Bici in corso II Giugno: ma non è area pedonale?

corso II Giugno 1' di lettura Senigallia 30/07/2009 - Negli anni cinquanta si cantava sorridendo \"ma dove vai bellezza in bicicletta, così di fretta pedalando con ardor?\" poichè allora, possederla costituiva uno status symbol.

Oggi nella nostra Senigallia lungo il Corso 2 Giugno (dove lavoro da più di venti anni) meglio ammirare le bellezze a piedi poichè il vero pericolo sono le biciclette. Sfrecciano incuranti lungo la via più \"pedonale\" che abbiamo.

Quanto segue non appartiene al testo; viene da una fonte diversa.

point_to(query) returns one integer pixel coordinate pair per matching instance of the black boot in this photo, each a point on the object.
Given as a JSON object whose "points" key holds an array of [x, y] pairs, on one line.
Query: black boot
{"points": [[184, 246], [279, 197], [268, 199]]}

Occorrerebbero un paio di vigili presenti costantemente come deterrente per disincentivarne l\'uso ed invitare a scendere e spingerla a mano, coadiuvati magari da opportuna segnaletica verticale. La bicicletta è indubbiamente un sano mezzo di locomozione, ma in mezzo ai pedoni, ai numerosissimi bambini, e chi, comunque in questa via sta un pò spensierato, può sopraggiungere d\'improvviso l\'indaffarato (per modo di dire) che usandola raggiunge la velocità di un motorino. Per non parlare delle bici elettriche !!! Ho assistito spesso ad animate discussioni tra pedoni e ciclisti che in qualche maniera li avevano investiti.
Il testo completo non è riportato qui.